Many take aluminum for granted since the material is used in a wide variety of consumer goods like soda cans, smart phone bodies, kitchenware, wires, sculptures, and furniture. However, in the 19th century, aluminum cost more than gold and silver because it was so expensive to refine. Over the last 150 years, scientists have worked to manipulate aluminum into the ubiquitous, 100% recyclable metal we know today.
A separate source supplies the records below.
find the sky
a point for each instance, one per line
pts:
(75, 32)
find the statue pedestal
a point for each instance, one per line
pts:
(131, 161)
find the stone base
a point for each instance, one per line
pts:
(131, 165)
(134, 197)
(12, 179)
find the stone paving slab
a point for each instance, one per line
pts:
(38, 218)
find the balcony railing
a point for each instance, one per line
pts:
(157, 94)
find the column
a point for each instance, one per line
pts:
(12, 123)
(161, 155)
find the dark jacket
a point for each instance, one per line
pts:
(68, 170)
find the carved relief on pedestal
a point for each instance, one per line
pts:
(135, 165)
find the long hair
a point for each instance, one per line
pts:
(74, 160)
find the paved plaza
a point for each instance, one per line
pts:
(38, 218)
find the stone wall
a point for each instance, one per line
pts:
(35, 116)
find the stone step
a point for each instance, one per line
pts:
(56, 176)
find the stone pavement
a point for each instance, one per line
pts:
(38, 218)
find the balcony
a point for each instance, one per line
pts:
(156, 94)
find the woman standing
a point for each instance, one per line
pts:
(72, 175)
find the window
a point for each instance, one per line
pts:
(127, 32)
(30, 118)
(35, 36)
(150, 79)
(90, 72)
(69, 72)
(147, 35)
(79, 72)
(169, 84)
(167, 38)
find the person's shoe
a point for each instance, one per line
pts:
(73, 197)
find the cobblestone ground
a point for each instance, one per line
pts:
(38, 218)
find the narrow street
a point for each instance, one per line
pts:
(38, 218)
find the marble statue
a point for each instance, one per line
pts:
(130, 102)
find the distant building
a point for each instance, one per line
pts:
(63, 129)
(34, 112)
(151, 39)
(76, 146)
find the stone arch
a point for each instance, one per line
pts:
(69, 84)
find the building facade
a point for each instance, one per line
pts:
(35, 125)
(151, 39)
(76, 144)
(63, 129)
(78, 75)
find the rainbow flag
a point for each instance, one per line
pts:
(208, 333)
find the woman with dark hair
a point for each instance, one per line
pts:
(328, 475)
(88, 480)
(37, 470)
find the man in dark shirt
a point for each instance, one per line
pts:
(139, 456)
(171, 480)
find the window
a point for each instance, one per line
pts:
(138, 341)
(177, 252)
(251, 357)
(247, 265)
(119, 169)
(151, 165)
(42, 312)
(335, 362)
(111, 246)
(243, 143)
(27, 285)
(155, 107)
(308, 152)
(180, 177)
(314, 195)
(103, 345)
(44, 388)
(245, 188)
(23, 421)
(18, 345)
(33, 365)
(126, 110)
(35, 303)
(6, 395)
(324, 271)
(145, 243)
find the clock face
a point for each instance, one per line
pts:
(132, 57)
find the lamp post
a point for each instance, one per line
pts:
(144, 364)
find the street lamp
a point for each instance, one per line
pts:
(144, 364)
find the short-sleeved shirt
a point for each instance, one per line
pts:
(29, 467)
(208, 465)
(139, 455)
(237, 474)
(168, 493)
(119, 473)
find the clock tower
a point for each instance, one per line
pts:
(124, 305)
Early on, humans encountered aluminum in a very different form than the kind we know today. The word aluminum comes from “alum,” the name for an aluminum-based salt widely used in ancient times. In 1825, Hans Christian Øersted, a Danish scientist, proved that aluminum could be created using electrolytic reduction from alumina, a concept first discovered by English chemist Humphry Davey in 1808. Two years after Øersted, Friedrich Wöhler gleaned aluminum powder after building off of Øersted’s work. As chemists and scientists worked to further refine and efficiently produce the metal, aluminum took its place as a precious metal in the mid-1800s. Only the rich could afford aluminum jewelry and other fineries, like Napoleon III who impressed his dinner guests by serving meals on aluminum plates. For Napoleon’s son, Friedrich Wöhler made a gold and aluminum baby rattle. Yet, in 1856, Henri-Etienne Sainte-Claire Deville managed to produce industrial aluminum, because his vision for the metal extended far beyond the realm of finery.

Electricity helped scientists advance the study of aluminum. Two scientists concurrently found a new, less costly method of creating aluminum using electrolytic production, though the method required large amounts of electric power. The scientists, working independently on two different continents, were American student Charles Hall and French engineer Paul Héroult. The scientists came to am amicable understanding and shared the achievement. Their method became known as the Hall-Héroult process. In 1889, Austrian chemist Karl Joseph Bayer created a cheaper production method to produce alumina. Modern aluminum production methods draw on the work done by Hall, Héroult, and Bayer. By the 1950s, now-popular aluminum items like ski poles, white-enameled washer and dryer frames, and the iconic pop-top can hit the market and ushered in the “Era of Aluminum” we now inhabit.